Et pour manifester leur désespoir, certains reproduisent le geste tragique de Mohamed Bouazizi. Selon le Forum tunisien des droits économiques et sociaux, 105 personnes se sont immolées en 2015, dont 56 sont âgés de 16 à 35 ans.
Mais la société tunisienne ne voit plus forcément en eux des «héros», affirme le site tunisien Nawaat.

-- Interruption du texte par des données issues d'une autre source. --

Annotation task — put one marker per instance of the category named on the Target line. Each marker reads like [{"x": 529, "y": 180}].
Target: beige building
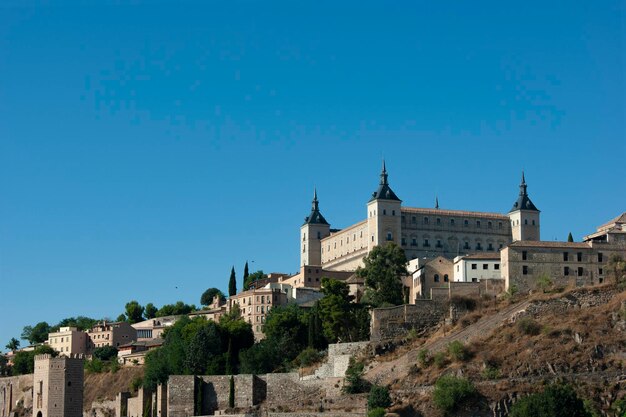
[
  {"x": 477, "y": 267},
  {"x": 58, "y": 386},
  {"x": 68, "y": 341},
  {"x": 427, "y": 274},
  {"x": 110, "y": 334},
  {"x": 523, "y": 263},
  {"x": 421, "y": 232},
  {"x": 613, "y": 232}
]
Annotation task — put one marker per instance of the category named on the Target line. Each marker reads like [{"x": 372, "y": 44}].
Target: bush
[
  {"x": 451, "y": 391},
  {"x": 354, "y": 382},
  {"x": 423, "y": 357},
  {"x": 528, "y": 326},
  {"x": 376, "y": 412},
  {"x": 378, "y": 398},
  {"x": 458, "y": 352},
  {"x": 555, "y": 401},
  {"x": 490, "y": 372},
  {"x": 307, "y": 357},
  {"x": 440, "y": 360}
]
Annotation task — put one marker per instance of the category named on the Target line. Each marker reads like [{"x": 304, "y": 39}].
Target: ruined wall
[
  {"x": 180, "y": 395},
  {"x": 391, "y": 322},
  {"x": 15, "y": 390}
]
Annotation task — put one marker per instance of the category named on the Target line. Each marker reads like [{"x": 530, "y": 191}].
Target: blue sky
[{"x": 146, "y": 147}]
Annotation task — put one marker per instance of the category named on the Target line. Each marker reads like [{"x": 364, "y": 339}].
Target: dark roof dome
[
  {"x": 384, "y": 192},
  {"x": 523, "y": 201},
  {"x": 315, "y": 217}
]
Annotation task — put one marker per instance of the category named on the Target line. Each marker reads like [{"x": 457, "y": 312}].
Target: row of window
[
  {"x": 439, "y": 245},
  {"x": 466, "y": 222},
  {"x": 485, "y": 266}
]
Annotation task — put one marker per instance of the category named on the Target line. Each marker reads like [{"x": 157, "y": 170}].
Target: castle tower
[
  {"x": 314, "y": 229},
  {"x": 383, "y": 214},
  {"x": 524, "y": 216},
  {"x": 58, "y": 386}
]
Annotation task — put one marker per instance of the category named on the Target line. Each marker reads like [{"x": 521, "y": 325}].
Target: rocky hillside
[{"x": 577, "y": 336}]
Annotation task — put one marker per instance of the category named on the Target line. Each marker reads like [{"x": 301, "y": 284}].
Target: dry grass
[{"x": 106, "y": 386}]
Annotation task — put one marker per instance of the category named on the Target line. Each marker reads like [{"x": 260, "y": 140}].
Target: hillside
[{"x": 578, "y": 336}]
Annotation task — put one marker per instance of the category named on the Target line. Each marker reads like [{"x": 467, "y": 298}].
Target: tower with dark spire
[
  {"x": 524, "y": 216},
  {"x": 313, "y": 230},
  {"x": 383, "y": 214}
]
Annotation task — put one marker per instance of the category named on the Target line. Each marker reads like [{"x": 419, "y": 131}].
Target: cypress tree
[
  {"x": 245, "y": 276},
  {"x": 232, "y": 284}
]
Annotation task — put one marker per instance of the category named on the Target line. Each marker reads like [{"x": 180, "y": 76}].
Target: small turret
[{"x": 524, "y": 216}]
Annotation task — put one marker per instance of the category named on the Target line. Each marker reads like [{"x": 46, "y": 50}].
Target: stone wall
[
  {"x": 392, "y": 322},
  {"x": 14, "y": 390}
]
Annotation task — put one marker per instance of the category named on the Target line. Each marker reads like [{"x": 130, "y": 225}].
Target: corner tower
[
  {"x": 383, "y": 214},
  {"x": 524, "y": 216},
  {"x": 314, "y": 229}
]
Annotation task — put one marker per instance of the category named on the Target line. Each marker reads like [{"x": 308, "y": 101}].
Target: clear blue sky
[{"x": 146, "y": 147}]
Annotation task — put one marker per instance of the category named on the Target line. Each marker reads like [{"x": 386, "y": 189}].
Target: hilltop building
[
  {"x": 58, "y": 386},
  {"x": 421, "y": 232}
]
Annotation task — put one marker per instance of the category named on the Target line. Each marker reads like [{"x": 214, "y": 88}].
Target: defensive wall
[{"x": 15, "y": 390}]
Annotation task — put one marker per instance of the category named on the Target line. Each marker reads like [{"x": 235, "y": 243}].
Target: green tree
[
  {"x": 232, "y": 283},
  {"x": 13, "y": 344},
  {"x": 379, "y": 397},
  {"x": 383, "y": 270},
  {"x": 177, "y": 309},
  {"x": 208, "y": 296},
  {"x": 36, "y": 334},
  {"x": 104, "y": 353},
  {"x": 150, "y": 311},
  {"x": 252, "y": 278},
  {"x": 134, "y": 312},
  {"x": 24, "y": 361},
  {"x": 556, "y": 400},
  {"x": 451, "y": 391},
  {"x": 246, "y": 274}
]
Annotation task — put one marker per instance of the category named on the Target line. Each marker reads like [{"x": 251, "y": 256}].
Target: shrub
[
  {"x": 528, "y": 326},
  {"x": 423, "y": 357},
  {"x": 458, "y": 352},
  {"x": 307, "y": 357},
  {"x": 490, "y": 372},
  {"x": 354, "y": 382},
  {"x": 378, "y": 398},
  {"x": 451, "y": 391},
  {"x": 376, "y": 412},
  {"x": 555, "y": 401},
  {"x": 440, "y": 360}
]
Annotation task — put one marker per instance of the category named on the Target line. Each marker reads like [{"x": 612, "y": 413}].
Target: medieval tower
[
  {"x": 58, "y": 386},
  {"x": 524, "y": 216}
]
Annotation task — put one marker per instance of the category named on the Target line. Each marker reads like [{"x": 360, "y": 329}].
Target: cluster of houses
[{"x": 447, "y": 250}]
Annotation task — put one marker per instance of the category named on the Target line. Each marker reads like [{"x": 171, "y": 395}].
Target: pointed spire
[
  {"x": 522, "y": 186},
  {"x": 383, "y": 174},
  {"x": 315, "y": 203}
]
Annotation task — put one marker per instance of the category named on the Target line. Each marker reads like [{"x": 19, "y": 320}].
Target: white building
[{"x": 477, "y": 267}]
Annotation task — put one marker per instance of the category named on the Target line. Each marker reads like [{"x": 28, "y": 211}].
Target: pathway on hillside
[{"x": 384, "y": 373}]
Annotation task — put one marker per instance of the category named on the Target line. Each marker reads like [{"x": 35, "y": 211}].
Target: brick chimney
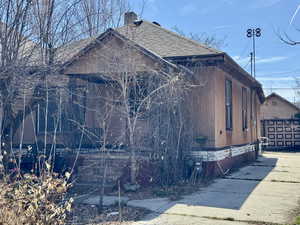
[{"x": 129, "y": 17}]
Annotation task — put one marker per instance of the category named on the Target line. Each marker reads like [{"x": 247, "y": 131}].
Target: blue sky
[{"x": 277, "y": 63}]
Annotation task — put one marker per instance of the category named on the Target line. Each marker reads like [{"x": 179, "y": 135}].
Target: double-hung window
[
  {"x": 49, "y": 112},
  {"x": 244, "y": 109},
  {"x": 228, "y": 104}
]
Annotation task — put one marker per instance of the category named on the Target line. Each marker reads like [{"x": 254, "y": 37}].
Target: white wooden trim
[{"x": 211, "y": 156}]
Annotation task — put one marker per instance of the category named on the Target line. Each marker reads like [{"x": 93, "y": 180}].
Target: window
[
  {"x": 228, "y": 104},
  {"x": 62, "y": 114},
  {"x": 244, "y": 108},
  {"x": 138, "y": 91},
  {"x": 51, "y": 108}
]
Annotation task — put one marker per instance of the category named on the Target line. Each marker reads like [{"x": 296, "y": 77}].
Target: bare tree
[{"x": 31, "y": 33}]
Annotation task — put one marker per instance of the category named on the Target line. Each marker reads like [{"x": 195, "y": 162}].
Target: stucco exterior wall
[{"x": 238, "y": 135}]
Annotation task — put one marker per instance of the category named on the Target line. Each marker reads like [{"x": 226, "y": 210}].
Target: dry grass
[{"x": 31, "y": 199}]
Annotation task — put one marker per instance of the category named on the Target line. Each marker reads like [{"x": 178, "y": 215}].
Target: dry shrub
[{"x": 31, "y": 199}]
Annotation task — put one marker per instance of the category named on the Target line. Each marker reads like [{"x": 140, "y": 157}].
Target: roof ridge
[
  {"x": 184, "y": 38},
  {"x": 274, "y": 94}
]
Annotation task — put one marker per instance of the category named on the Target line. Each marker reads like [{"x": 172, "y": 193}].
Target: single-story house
[{"x": 212, "y": 116}]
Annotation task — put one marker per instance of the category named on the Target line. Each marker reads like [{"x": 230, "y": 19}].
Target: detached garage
[{"x": 280, "y": 124}]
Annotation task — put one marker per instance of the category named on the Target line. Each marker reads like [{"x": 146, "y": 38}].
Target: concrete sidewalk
[{"x": 265, "y": 191}]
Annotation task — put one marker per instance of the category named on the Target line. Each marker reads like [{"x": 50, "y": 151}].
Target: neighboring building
[
  {"x": 277, "y": 107},
  {"x": 279, "y": 123},
  {"x": 223, "y": 106}
]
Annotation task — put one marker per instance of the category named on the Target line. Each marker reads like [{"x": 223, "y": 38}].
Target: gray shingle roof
[{"x": 163, "y": 42}]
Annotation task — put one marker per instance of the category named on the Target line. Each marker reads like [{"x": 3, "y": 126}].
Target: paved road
[{"x": 266, "y": 191}]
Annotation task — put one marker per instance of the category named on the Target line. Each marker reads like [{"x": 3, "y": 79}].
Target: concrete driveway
[{"x": 265, "y": 191}]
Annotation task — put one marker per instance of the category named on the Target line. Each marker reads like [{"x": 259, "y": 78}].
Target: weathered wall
[
  {"x": 201, "y": 102},
  {"x": 237, "y": 135},
  {"x": 276, "y": 108}
]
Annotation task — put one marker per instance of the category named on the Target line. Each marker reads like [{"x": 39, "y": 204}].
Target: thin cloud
[
  {"x": 295, "y": 14},
  {"x": 222, "y": 27},
  {"x": 259, "y": 60},
  {"x": 265, "y": 3},
  {"x": 188, "y": 9},
  {"x": 270, "y": 60}
]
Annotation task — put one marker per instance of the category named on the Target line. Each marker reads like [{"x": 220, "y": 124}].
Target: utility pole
[
  {"x": 253, "y": 33},
  {"x": 251, "y": 62}
]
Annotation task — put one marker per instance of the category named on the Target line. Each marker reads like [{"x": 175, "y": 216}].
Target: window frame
[
  {"x": 244, "y": 109},
  {"x": 228, "y": 105},
  {"x": 57, "y": 129}
]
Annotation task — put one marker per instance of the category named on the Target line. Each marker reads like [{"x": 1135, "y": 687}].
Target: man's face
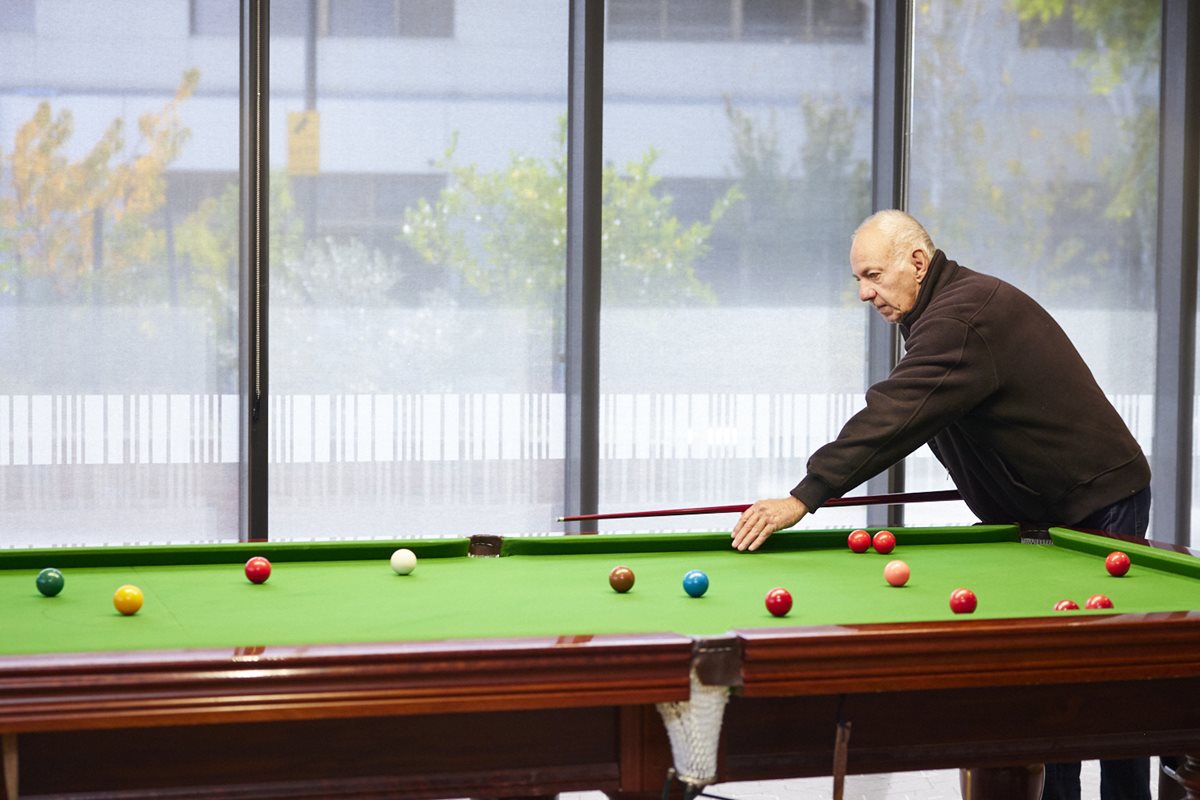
[{"x": 889, "y": 286}]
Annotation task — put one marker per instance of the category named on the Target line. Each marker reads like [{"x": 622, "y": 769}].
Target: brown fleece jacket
[{"x": 995, "y": 388}]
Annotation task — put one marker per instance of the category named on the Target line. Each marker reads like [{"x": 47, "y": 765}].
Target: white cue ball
[{"x": 403, "y": 560}]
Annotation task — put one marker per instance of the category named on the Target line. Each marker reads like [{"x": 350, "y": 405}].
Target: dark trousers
[{"x": 1126, "y": 779}]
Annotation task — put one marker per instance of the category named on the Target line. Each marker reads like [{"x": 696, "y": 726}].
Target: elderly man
[{"x": 1001, "y": 396}]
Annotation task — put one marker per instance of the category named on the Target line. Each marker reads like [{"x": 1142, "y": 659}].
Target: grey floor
[{"x": 934, "y": 785}]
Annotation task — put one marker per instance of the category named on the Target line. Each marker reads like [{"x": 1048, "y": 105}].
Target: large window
[
  {"x": 1039, "y": 166},
  {"x": 418, "y": 198},
  {"x": 118, "y": 277},
  {"x": 731, "y": 341}
]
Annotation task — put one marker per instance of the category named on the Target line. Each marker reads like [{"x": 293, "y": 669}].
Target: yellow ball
[{"x": 127, "y": 599}]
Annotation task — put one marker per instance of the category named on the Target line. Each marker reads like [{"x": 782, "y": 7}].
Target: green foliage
[
  {"x": 77, "y": 227},
  {"x": 1122, "y": 36},
  {"x": 504, "y": 232},
  {"x": 796, "y": 212}
]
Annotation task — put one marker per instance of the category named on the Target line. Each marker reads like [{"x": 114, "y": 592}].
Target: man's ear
[{"x": 919, "y": 260}]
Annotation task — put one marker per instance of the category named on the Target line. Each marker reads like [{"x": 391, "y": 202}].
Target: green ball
[{"x": 49, "y": 582}]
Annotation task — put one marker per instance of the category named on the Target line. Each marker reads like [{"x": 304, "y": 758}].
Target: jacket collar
[{"x": 941, "y": 271}]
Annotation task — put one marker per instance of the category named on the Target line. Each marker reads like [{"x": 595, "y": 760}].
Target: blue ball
[{"x": 695, "y": 583}]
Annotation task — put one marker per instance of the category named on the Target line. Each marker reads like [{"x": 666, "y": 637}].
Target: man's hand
[{"x": 763, "y": 518}]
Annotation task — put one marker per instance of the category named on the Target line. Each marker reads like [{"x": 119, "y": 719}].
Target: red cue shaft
[{"x": 862, "y": 500}]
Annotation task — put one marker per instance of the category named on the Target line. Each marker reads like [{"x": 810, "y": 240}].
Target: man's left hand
[{"x": 763, "y": 518}]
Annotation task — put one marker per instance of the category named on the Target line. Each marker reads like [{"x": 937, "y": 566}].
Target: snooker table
[{"x": 508, "y": 667}]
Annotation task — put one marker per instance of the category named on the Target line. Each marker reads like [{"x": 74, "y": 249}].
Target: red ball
[
  {"x": 779, "y": 601},
  {"x": 963, "y": 601},
  {"x": 1117, "y": 564},
  {"x": 859, "y": 541},
  {"x": 621, "y": 578},
  {"x": 885, "y": 542},
  {"x": 897, "y": 572},
  {"x": 258, "y": 570}
]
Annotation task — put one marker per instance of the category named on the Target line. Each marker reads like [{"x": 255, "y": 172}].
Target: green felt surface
[{"x": 198, "y": 597}]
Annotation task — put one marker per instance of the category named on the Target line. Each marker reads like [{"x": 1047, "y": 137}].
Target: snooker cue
[{"x": 894, "y": 498}]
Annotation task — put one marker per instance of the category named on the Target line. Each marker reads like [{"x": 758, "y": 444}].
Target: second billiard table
[{"x": 510, "y": 667}]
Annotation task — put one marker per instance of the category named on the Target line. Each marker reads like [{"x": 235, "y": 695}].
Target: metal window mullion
[
  {"x": 582, "y": 312},
  {"x": 1179, "y": 186},
  {"x": 252, "y": 248},
  {"x": 889, "y": 190}
]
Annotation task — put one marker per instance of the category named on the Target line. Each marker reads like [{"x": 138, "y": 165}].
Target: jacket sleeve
[{"x": 946, "y": 372}]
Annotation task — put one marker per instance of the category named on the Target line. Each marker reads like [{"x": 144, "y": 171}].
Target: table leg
[
  {"x": 1186, "y": 773},
  {"x": 9, "y": 767},
  {"x": 996, "y": 782}
]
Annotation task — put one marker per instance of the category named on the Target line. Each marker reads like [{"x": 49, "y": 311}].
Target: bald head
[{"x": 889, "y": 257}]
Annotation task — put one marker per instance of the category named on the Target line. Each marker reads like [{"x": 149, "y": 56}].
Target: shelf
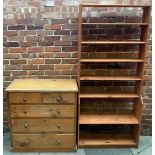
[
  {"x": 111, "y": 60},
  {"x": 125, "y": 24},
  {"x": 108, "y": 95},
  {"x": 113, "y": 42},
  {"x": 106, "y": 140},
  {"x": 114, "y": 5},
  {"x": 108, "y": 119},
  {"x": 110, "y": 78}
]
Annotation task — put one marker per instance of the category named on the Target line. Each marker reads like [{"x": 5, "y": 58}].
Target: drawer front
[
  {"x": 43, "y": 125},
  {"x": 24, "y": 98},
  {"x": 66, "y": 98},
  {"x": 47, "y": 140},
  {"x": 54, "y": 111}
]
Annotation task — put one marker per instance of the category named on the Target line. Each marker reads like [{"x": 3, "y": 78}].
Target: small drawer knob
[
  {"x": 26, "y": 125},
  {"x": 58, "y": 111},
  {"x": 25, "y": 111},
  {"x": 24, "y": 99},
  {"x": 59, "y": 98},
  {"x": 24, "y": 143},
  {"x": 58, "y": 126},
  {"x": 58, "y": 142}
]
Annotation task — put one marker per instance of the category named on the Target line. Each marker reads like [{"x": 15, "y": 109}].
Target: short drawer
[
  {"x": 41, "y": 141},
  {"x": 25, "y": 98},
  {"x": 66, "y": 98},
  {"x": 43, "y": 125},
  {"x": 42, "y": 111}
]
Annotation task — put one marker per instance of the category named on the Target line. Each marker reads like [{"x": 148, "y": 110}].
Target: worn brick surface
[{"x": 41, "y": 42}]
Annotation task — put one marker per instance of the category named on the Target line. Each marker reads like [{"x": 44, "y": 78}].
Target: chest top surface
[{"x": 43, "y": 85}]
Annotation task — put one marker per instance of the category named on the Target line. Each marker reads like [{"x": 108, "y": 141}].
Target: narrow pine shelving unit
[{"x": 133, "y": 119}]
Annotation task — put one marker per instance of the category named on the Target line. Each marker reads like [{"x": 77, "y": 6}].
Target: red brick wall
[{"x": 40, "y": 41}]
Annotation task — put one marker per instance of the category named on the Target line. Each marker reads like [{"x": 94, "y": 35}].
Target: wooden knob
[
  {"x": 58, "y": 126},
  {"x": 59, "y": 98},
  {"x": 26, "y": 125},
  {"x": 58, "y": 111},
  {"x": 25, "y": 111},
  {"x": 58, "y": 142},
  {"x": 24, "y": 143},
  {"x": 24, "y": 99}
]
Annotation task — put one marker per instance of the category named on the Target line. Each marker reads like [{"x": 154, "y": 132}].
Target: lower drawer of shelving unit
[
  {"x": 106, "y": 140},
  {"x": 43, "y": 141}
]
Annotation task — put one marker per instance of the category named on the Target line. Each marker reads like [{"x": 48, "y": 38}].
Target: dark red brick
[{"x": 16, "y": 27}]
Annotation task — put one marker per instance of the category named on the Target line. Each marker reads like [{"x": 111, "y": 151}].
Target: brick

«Si tu es un homme, fais comme Bouazizi»
«Les jeunes doivent arrêter de faire ce chantage suicidaire! Celui qui veut mettre fin à sa vie, qu’il le fasse chez lui et pas sur la place publique!» a osé une journaliste sur le plateau d’un talk show, rapporte Nawaat. «Si tu es un homme, fais comme Bouazizi et montre nous ton courage!», avait lancé de manière tout aussi cruelle un policier à un vendeur ambulant en 2014.
Le docteur Messadi du service des grands brûlés de l'hôpital de Ben Arous explique également à Nawaat que «cette illusion de devenir héros, de trouver un travail et de sauver sa famille de la misère. Il faut leur dire que rien de tout ça n’est vrai. La personne qui le fait, se trouve après, dans une situation encore plus dramatique.»
Malgré la stigmatisation, le nombre de suicides politiques est en forte hausse en Tunisie. Et le pays ne sait pas quelle place donnée à ces victimes.